Here's an excerpt that shows how to set PS4 from a main() in a .env shell script for configuring devcontainer userspace:

  for arg in "${@}"; do
  case "$arg" in
  --debug)
      export __VERBOSE=1 ;
      #export PS4='+${LINENO}: ' ;
      #export PS4='+ #${BASH_SOURCE}:${LINENO}:${FUNCNAME[0]:+${FUNCNAME[0]}()}:$(date +%T)\n+ ' ;
      #export PS4='+ ${LINENO} ${FUNCNAME[0]:+${FUNCNAME[0]}()}: ' ;
      #export PS4='+ $(printf "%-4s" ${LINENO}) | '
      export PS4='+ $(printf "%-4s %-24s " ${LINENO} ${FUNCNAME[0]:+${FUNCNAME[0]}} )| '
      #export PS4='+ $(printf "%-4s %-${SHLVL}s %-24s" ${LINENO} "     " ${FUNCNAME[0]:+${FUNCNAME[0]}} )| '
      ;;
  --debug-color|--debug-colors)
      export __VERBOSE=1 ;
      # red=31
      export ANSI_FG_BLACK='\e[30m'
      #export MID_GRAY_256='\e[38;5;244m'    # Example: a medium gray
      export _CRESET='\e[0m'
      export _COLOR="${ANSI_FG_BLACK}"
      printf "${_COLOR}DEBUG: --debug-color: This text is ANSI gray${_CRESET}\n" >&2
      export PS4='+ $(printf "${_COLOR}%-4s %-24s%s |${_CRESET} " ${LINENO} "${FUNCNAME[0]:+${FUNCNAME[0]}}" )'
      ;;
   esac
   done
This, too:

  function error_handler {
    echo "Error occurred on line $(caller)" >&2
    awk 'NR>L-4 && NR<L+4 { printf "%-5d%3s%s\n",NR,(NR==L?">>>":""),$0 }' L=$1 $0 >&2
  }
  if (echo "${SHELL}" | grep "bash"); then
    trap 'error_handler $LINENO' ERR
  fi
kjellsbells•3h ago
(I'm sure this is lovely Bash, but for all the people who rejected Perl for its modem line noise vibe...what do ya think of this?)

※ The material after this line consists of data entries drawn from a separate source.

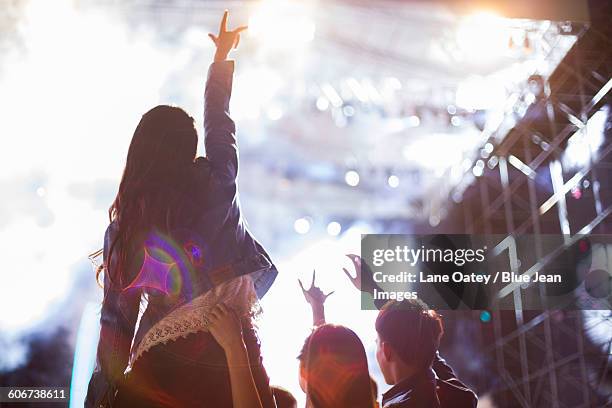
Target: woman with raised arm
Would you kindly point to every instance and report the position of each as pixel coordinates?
(175, 248)
(333, 363)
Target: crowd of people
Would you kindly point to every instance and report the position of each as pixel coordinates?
(177, 245)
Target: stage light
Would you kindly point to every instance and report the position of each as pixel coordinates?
(483, 36)
(393, 181)
(281, 25)
(334, 228)
(275, 112)
(352, 178)
(414, 121)
(332, 95)
(348, 111)
(478, 169)
(485, 316)
(322, 103)
(478, 93)
(302, 225)
(357, 89)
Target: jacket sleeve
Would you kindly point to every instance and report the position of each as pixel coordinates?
(117, 325)
(219, 128)
(442, 369)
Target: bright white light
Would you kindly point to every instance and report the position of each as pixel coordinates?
(275, 112)
(352, 178)
(478, 168)
(281, 25)
(583, 145)
(322, 103)
(334, 228)
(439, 150)
(302, 225)
(393, 181)
(348, 111)
(481, 93)
(414, 121)
(254, 91)
(483, 36)
(332, 95)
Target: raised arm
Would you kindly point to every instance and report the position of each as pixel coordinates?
(316, 298)
(117, 325)
(226, 329)
(219, 128)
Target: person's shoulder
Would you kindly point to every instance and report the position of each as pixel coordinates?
(455, 393)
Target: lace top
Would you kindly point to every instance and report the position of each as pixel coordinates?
(238, 293)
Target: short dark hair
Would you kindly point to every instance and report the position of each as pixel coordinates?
(412, 330)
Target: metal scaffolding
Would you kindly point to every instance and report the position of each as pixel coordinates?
(546, 358)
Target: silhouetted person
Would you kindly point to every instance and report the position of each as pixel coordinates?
(407, 352)
(334, 369)
(177, 237)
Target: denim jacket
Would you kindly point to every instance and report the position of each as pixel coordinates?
(214, 215)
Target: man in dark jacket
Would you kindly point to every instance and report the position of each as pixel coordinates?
(407, 352)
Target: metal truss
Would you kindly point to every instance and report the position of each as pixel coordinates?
(545, 358)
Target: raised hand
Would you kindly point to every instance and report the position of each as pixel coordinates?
(314, 295)
(226, 40)
(225, 327)
(363, 279)
(316, 298)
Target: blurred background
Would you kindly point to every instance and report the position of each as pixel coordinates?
(353, 117)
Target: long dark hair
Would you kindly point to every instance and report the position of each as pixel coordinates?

As an aside, I actually wonder if Bash's caller() was inspired by Perl's.

There is also Carp and friends, plus Data::Dumper when you not only need the stack trace but also the state of objects and data structures. Which is something that I don't think Bash can really do at all.

Grimeton•2h ago
There are no objects in bash. There are indexed and associative arrays and both can be iterated over like so:

  for value in "${SOMEARRAY[@]}"; do
    echo "${value}"
  done
or with the help of the keys:

  for key in "${!SOMEARRAY[@]}"; do
    echo "key: ${key} - value: ${SOMEARRAY["${key}"]}"
  done
If you want to dump the data of any variable you can just use declare -p

  declare -p SOMEARRAY
and you get something like this:

  declare -a SOMEARRAY=([0]="a" [1]="b" [2]="c" [3]="d" [4]="e" [5]="f")
What you can do, if you have a set of variables and you want them to be "dumped", is this:

Let's "dump" all variables that start with "BASH":

  for k in "${!BASH@}"; do
    declare -p "${k}"
  done
Or one could do something like this:

  for k in "${!BASH@}"; do
    echo "${k}: ${!k}"
  done

But the declare option is much more reliable as you don't have to test for the variable's type.